破片が落下する可能性があるのは、北緯43度から南緯43度の世界の広い範囲で、この中には、日本列島のほとんどやアメリカのワシントンなど主要都市も含まれます。

ただ、ESAは、破片が人にぶつかる確率は「1年間に雷に打たれる確率の1000万分の1」で、極めて低いと説明しています。

中国外務省「責任ある態度で情報公開」

天宮1号について中国外務省の陸慷報道官は、先月30日の記者会見で、国連に適切に報告を行っているとしたうえで、「中国は責任ある態度で情報公開と透明性を保ち、必要があればすぐに関係各国に連絡する」と述べています。そして、「破片が地上に落ちる確率は非常に低い」と強調しています。
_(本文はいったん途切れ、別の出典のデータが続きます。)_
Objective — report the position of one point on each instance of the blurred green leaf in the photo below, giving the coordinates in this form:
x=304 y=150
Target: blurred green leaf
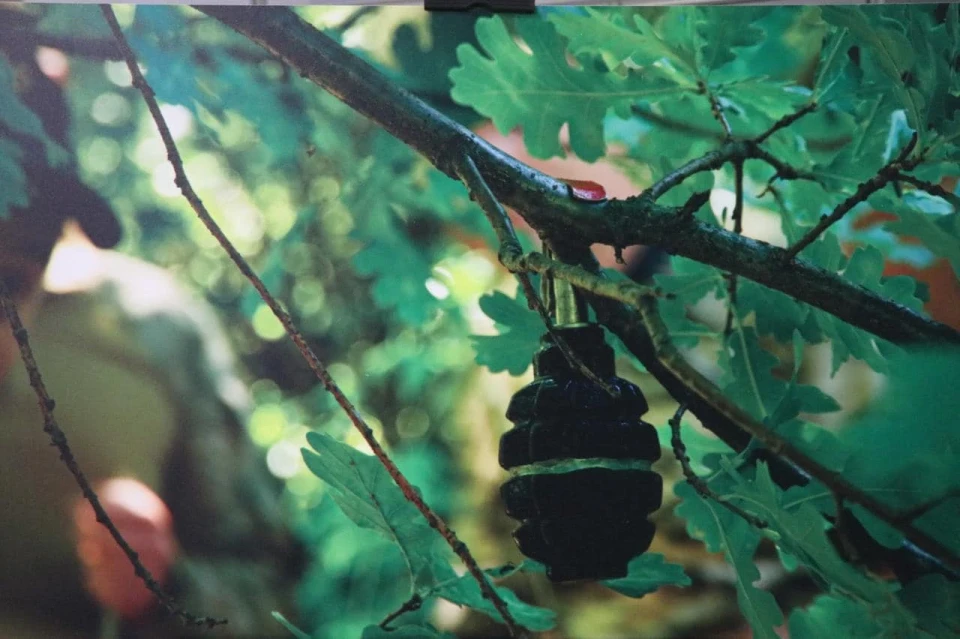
x=296 y=632
x=12 y=177
x=520 y=330
x=367 y=494
x=831 y=616
x=646 y=573
x=912 y=429
x=465 y=591
x=722 y=531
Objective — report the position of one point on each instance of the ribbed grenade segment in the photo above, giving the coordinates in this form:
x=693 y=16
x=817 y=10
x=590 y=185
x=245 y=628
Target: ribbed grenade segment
x=580 y=458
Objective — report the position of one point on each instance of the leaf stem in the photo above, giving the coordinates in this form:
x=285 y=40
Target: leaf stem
x=314 y=362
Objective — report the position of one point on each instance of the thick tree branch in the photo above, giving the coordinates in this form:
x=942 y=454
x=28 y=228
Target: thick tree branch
x=889 y=173
x=918 y=554
x=316 y=365
x=544 y=201
x=509 y=253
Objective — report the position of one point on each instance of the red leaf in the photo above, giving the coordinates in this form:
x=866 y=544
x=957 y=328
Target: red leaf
x=586 y=190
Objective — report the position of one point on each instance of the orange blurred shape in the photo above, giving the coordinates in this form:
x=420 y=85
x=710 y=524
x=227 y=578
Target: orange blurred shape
x=939 y=276
x=146 y=524
x=586 y=190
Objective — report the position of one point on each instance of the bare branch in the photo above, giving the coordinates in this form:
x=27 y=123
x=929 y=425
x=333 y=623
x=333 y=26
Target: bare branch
x=318 y=368
x=59 y=439
x=738 y=229
x=887 y=174
x=509 y=254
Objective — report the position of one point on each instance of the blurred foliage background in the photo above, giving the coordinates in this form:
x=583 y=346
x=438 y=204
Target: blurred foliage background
x=384 y=264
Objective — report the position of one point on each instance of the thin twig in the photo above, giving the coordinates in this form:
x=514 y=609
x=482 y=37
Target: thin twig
x=931 y=188
x=509 y=253
x=698 y=484
x=785 y=121
x=318 y=368
x=730 y=151
x=694 y=129
x=59 y=439
x=626 y=291
x=840 y=526
x=716 y=109
x=738 y=229
x=415 y=602
x=922 y=509
x=889 y=173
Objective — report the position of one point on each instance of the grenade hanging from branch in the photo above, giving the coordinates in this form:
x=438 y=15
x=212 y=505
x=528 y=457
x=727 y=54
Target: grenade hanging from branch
x=579 y=458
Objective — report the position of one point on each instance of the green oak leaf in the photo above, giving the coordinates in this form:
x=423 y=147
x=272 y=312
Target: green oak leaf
x=623 y=38
x=935 y=601
x=749 y=382
x=366 y=493
x=891 y=50
x=465 y=591
x=18 y=118
x=911 y=428
x=865 y=268
x=401 y=272
x=830 y=616
x=927 y=218
x=801 y=532
x=520 y=331
x=542 y=92
x=646 y=573
x=721 y=530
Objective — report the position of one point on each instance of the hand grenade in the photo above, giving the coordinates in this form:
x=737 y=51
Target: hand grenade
x=579 y=458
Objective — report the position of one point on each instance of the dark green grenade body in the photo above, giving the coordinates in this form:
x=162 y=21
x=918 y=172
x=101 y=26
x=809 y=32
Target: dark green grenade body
x=581 y=485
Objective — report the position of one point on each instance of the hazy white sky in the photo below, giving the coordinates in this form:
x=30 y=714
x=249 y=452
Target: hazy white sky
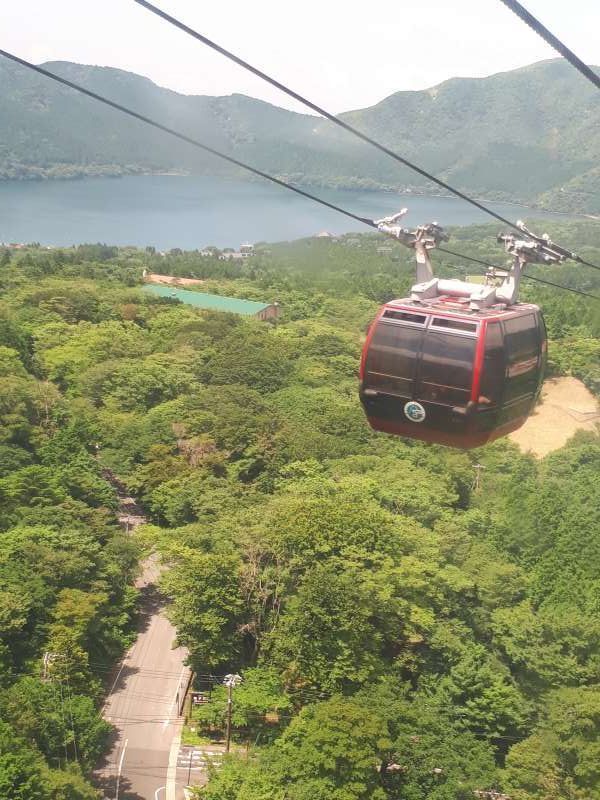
x=342 y=55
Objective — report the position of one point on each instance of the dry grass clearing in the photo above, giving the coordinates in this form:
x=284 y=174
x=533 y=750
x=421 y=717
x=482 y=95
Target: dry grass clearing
x=566 y=407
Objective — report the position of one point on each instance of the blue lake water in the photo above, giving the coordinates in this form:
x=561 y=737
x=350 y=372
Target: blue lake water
x=191 y=212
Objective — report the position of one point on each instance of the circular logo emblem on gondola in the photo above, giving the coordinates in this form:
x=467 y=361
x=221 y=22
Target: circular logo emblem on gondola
x=414 y=411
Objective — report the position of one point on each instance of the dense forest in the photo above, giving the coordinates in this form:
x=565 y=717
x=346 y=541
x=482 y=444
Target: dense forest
x=413 y=636
x=531 y=134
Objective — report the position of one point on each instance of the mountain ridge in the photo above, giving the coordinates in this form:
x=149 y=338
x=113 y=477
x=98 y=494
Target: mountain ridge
x=531 y=134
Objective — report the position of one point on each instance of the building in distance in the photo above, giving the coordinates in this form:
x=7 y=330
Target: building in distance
x=216 y=302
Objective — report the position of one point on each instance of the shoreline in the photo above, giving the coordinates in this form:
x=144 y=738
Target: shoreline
x=404 y=192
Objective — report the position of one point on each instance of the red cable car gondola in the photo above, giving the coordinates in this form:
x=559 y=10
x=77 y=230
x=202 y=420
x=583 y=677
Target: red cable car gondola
x=455 y=363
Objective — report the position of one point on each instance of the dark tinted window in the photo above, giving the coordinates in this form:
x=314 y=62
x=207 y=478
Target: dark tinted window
x=447 y=368
x=522 y=343
x=405 y=316
x=492 y=375
x=454 y=324
x=391 y=359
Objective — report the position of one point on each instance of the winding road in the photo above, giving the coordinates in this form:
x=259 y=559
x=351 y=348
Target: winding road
x=143 y=702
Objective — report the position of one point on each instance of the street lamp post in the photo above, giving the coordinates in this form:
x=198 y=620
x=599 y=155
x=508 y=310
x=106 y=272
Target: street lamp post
x=230 y=682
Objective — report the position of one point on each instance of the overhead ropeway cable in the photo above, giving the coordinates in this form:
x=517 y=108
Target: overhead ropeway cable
x=552 y=40
x=182 y=136
x=319 y=110
x=331 y=117
x=196 y=143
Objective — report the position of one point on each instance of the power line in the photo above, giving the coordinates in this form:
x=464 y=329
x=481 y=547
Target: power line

一方、国営の中国中央テレビは、1日午前、天宮1号について近く大気圏に再突入して燃え尽きるとしたうえで、2011年に打ち上げられてから6回のドッキングを行うなどして任務を終えたとその成果を大きく伝えています。

ただ、大気圏に再突入した際に燃え残った破片が落下するおそれなどについては伝えていません。

日本でも撮影する試み

日本でも中国の宇宙ステーションの実験機「天宮1号」の様子を撮影しようという試みが行われています。

神奈川県にある平塚市博物館では、先月29日に日本の上空を通過する天宮1号の動画の撮影に成功しました。動画では、火星から土星の方向に画面の右から左へと移動する「天宮1号」の様子が確認できます。

1日も午前5時前に日本の上空を通過する見込みだった「天宮1号」の撮影を試みましたが、確認することはできませんでした。

平塚市博物館の学芸員、藤井大地さんは「きょうは空が明るかったことと、天空1号の高度が低かったために、上空を通過する様子は確認できなかった。天空1号は、あすの午前中にかけて地球に落下する可能性がある」と話していました。